僕も船の上に入る。グランとリュシアンだけで、既に三人ほど倒していた。船の上に居る敵の人数はざっと二十人ほどだろう。これまでよりも少ない。
「セイジ早く来い。」
グランは敵の攻撃を受け止めながら言う。
僕は敵陣の中に突っ込んでいった。
敵の攻撃を自らの剣で止め、跳ね返す。今度はこちらから斬りかかった。胴を斬られた相手は片手で斬られた部分おさえながら倒れる。
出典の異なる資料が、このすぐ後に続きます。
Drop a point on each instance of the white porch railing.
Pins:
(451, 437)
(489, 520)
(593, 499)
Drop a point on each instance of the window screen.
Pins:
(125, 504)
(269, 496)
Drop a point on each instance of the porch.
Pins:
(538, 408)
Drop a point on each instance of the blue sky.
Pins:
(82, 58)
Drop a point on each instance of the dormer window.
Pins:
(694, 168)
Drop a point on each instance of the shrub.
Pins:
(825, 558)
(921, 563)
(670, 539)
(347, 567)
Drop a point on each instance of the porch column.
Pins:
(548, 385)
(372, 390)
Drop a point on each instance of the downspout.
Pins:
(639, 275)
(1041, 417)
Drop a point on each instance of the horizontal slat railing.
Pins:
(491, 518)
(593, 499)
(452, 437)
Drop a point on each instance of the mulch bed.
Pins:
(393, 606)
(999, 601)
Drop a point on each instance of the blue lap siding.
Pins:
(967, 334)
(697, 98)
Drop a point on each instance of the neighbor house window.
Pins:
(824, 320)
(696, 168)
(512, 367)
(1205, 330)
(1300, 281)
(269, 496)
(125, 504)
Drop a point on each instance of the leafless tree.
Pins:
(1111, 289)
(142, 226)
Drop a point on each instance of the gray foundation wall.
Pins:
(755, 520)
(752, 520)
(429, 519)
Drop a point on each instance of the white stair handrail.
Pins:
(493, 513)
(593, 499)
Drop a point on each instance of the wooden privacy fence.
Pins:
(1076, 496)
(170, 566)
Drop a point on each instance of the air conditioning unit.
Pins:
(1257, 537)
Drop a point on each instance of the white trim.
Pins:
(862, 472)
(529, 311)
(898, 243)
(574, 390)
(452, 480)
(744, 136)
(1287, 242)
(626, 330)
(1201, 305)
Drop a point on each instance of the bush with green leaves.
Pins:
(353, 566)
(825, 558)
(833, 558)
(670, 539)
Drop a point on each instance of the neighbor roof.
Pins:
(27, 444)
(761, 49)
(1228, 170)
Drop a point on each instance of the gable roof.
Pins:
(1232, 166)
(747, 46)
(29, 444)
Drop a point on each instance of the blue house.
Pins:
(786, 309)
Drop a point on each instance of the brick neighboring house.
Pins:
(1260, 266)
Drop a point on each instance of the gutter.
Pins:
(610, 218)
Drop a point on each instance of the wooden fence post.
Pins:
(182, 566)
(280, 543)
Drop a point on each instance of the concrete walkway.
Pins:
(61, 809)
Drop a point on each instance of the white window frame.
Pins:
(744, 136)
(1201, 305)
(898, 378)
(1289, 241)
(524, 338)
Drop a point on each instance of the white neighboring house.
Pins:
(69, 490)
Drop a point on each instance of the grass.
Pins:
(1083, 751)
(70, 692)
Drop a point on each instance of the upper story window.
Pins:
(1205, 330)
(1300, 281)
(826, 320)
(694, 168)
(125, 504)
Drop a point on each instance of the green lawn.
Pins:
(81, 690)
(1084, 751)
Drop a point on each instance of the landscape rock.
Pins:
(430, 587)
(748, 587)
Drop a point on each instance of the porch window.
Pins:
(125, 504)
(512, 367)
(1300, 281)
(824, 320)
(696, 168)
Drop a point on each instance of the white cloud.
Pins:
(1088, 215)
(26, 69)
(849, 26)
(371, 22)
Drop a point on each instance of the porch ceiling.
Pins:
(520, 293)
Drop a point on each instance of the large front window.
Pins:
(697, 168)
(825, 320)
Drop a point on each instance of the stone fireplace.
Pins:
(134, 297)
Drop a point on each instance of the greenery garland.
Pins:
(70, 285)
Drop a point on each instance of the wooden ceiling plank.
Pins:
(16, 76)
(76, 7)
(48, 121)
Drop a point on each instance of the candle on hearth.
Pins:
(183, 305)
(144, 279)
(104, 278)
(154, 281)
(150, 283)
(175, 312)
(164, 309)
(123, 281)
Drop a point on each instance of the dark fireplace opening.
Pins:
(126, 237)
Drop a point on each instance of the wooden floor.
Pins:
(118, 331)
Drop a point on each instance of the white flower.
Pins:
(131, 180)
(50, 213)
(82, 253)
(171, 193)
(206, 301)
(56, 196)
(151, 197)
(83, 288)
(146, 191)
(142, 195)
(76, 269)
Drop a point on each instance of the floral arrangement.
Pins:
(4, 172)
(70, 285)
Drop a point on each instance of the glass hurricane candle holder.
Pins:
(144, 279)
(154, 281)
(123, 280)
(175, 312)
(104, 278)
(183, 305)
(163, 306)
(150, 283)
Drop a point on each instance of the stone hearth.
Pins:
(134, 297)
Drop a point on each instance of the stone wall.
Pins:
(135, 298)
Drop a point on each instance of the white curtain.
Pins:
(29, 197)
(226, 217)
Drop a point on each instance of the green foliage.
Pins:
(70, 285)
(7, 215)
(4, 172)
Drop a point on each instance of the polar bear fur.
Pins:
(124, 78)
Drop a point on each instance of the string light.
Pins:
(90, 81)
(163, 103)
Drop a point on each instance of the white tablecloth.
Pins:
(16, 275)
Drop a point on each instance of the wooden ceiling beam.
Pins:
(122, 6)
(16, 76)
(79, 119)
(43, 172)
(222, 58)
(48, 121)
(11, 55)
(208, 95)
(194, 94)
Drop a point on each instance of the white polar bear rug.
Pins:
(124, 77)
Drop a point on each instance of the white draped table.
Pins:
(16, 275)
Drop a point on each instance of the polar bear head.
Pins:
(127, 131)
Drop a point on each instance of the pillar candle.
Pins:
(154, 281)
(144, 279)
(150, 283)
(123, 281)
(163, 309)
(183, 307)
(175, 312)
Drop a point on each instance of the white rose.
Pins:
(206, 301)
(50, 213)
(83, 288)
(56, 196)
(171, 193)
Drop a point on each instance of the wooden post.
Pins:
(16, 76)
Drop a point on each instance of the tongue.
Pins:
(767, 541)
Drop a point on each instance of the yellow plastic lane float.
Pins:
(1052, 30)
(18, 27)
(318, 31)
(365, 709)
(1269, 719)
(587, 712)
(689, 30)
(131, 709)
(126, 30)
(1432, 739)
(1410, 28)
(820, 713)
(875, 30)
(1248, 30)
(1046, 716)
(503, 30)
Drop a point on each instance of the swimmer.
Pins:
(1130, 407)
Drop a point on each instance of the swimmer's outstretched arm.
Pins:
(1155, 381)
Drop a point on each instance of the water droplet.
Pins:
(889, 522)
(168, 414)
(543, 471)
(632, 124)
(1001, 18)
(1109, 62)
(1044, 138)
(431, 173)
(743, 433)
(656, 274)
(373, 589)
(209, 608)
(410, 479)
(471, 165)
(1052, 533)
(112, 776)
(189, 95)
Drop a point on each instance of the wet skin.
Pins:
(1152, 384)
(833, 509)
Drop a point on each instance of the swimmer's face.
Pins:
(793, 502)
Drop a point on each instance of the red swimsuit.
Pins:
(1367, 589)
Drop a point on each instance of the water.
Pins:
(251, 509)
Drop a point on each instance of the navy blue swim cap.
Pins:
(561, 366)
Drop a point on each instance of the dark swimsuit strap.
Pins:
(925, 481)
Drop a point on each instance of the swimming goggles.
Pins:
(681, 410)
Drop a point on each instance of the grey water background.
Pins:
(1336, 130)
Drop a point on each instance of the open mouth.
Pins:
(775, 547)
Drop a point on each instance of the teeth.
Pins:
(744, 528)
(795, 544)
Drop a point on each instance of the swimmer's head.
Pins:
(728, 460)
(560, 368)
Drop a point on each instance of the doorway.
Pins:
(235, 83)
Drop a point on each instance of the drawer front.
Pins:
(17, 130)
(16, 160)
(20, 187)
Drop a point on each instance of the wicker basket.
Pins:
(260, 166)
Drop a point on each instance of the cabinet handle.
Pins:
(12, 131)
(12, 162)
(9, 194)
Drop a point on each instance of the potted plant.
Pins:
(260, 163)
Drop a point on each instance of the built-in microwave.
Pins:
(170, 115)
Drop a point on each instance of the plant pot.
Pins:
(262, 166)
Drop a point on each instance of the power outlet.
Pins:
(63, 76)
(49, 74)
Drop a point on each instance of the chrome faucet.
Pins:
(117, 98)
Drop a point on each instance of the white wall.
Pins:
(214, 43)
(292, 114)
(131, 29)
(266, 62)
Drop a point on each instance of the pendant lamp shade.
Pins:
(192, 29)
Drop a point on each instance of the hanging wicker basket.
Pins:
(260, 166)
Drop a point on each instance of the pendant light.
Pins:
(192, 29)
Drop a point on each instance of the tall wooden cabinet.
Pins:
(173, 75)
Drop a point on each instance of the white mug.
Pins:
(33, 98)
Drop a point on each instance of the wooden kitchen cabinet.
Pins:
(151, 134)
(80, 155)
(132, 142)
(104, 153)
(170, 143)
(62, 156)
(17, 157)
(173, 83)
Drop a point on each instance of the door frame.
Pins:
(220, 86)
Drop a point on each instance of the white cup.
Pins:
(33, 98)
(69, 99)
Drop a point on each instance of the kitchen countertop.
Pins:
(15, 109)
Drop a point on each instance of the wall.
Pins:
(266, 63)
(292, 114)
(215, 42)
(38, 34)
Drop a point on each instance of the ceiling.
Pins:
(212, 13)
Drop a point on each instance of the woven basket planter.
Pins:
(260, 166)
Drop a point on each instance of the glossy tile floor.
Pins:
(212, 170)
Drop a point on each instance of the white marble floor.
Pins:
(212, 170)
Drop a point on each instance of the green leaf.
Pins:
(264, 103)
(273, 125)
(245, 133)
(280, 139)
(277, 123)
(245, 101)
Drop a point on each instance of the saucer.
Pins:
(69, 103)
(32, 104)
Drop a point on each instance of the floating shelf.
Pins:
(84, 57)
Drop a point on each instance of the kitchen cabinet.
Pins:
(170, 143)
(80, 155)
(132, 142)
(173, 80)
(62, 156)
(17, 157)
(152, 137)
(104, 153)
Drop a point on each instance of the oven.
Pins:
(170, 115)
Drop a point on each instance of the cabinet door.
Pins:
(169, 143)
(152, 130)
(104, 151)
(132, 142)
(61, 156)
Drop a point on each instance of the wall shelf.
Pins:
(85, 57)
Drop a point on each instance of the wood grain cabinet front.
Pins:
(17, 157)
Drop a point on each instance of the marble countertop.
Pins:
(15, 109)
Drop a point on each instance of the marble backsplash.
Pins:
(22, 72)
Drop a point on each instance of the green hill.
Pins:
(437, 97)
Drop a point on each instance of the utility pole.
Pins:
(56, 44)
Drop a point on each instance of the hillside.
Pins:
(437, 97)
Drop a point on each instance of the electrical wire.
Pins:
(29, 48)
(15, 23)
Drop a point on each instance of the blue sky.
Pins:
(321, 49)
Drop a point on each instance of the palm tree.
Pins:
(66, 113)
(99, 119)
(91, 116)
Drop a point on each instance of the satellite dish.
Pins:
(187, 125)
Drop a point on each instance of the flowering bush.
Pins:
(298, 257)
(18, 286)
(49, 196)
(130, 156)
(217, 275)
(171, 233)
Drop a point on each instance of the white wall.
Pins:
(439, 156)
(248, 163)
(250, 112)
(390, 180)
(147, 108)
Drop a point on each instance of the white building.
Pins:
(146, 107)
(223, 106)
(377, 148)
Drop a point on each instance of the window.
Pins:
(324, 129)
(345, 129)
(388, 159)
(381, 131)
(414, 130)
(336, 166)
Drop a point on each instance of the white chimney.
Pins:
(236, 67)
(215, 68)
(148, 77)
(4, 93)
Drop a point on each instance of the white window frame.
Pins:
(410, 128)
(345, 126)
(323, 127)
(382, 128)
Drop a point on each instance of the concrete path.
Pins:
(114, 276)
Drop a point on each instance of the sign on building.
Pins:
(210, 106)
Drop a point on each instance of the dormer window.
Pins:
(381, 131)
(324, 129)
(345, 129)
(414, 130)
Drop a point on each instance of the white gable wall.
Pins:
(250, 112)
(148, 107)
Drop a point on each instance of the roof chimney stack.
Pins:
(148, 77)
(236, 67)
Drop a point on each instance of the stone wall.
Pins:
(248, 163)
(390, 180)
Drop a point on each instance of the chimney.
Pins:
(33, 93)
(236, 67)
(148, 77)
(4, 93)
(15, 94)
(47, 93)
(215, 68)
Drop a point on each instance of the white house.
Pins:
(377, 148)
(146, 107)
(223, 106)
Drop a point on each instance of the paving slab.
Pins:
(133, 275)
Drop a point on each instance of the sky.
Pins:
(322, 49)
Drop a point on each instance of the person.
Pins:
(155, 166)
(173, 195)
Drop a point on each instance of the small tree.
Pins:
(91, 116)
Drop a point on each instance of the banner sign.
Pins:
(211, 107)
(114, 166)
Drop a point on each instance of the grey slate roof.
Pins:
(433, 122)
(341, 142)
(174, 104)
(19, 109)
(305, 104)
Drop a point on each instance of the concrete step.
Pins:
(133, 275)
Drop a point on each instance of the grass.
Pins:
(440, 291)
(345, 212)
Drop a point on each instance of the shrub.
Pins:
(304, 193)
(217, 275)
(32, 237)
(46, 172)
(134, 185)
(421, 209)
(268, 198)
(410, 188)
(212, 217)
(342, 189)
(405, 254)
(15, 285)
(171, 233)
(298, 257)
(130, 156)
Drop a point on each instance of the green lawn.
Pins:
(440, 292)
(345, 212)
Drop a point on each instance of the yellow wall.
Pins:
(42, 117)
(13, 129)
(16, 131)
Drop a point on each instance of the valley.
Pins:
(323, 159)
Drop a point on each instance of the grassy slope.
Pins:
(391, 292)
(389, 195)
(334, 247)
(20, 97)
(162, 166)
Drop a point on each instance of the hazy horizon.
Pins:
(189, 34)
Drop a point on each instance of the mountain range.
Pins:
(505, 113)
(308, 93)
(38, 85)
僕はすぐに周りを見て、斬りかかってくる相手に対応した。隙を見て、相手の首に剣を突き刺す。引き抜くと生暖かい血が噴出して、僕の顔を赤く染めた。僕は新たな目標を捕らえ、斬りかかった
船に乗っていた敵を全滅させると、そのまま待機していた仲間のところまで二つの船を移動させた。
「早く乗るんだ。」
グランは敵の船を降りて言った。グランの部下たちの大部分が敵の船に乗り込む。残りは僕とグランと共に小さな船に乗った。ケイトについては、僕らと同じ船に乗っている。島を知る人間として、グランが一緒の船に乗せたようだ。
「よし、島に向かって出発するぞ。」
グランは大声を上げた。それに伴って部下たちが大声を上げる。
僕らは島へと向かった。海の上、グランはリュシアンを呼んだ。
「俺たちが先に乗り込んで道を作る。そこへお前らが突入しろ。」
グランはリュシアンへ大声でいった。
リュシアンはこちらの船のこぎ手を見て頷いた。僕とグラン、ケイト以外のこぎ手はみんな頷き先ほどよりも力強くこぎ始めた。船がリュシアンたちが乗る船から少しずつ離れていくのがわかる。
「お頭。命令を無視することをお許しください。」
リュシアンは大声でグランへ言う。
「な、何言ってやがるんだ。」
グランは大声でリュシアンに向かって言う。そして、自分が乗っている船のほかのこぎ手を見て続けた。
「リュシアンたちから離れるな。戻れ。」
「お頭たちは直接施設へ向かってください。僕らが、おとりになります。」
リュシアンは僕らに大声で言った。
「ふざけるな。」
グランはリュシアンに叫んだ。そして、共に船を漕いでいる部下たちを見て続けた。
「お前らとっとと戻りやがれ。」
「お頭。リュシアンさんの命令を聞き入れてください。」
漕ぎ手の一人が言う。グランの居ないところで、既に決まっていたのかもしれない。
グランはリュシアンたちが乗る船のほうを向いて大きく息を吸い込んだ。
「この、馬鹿野郎。」
リュシアンにこれまでに無いほどの大声で叫んだ。それを最後に、グランは何も言わずに船を漕いだ。
島までもうすぐだ。マヤ、待ってろよ。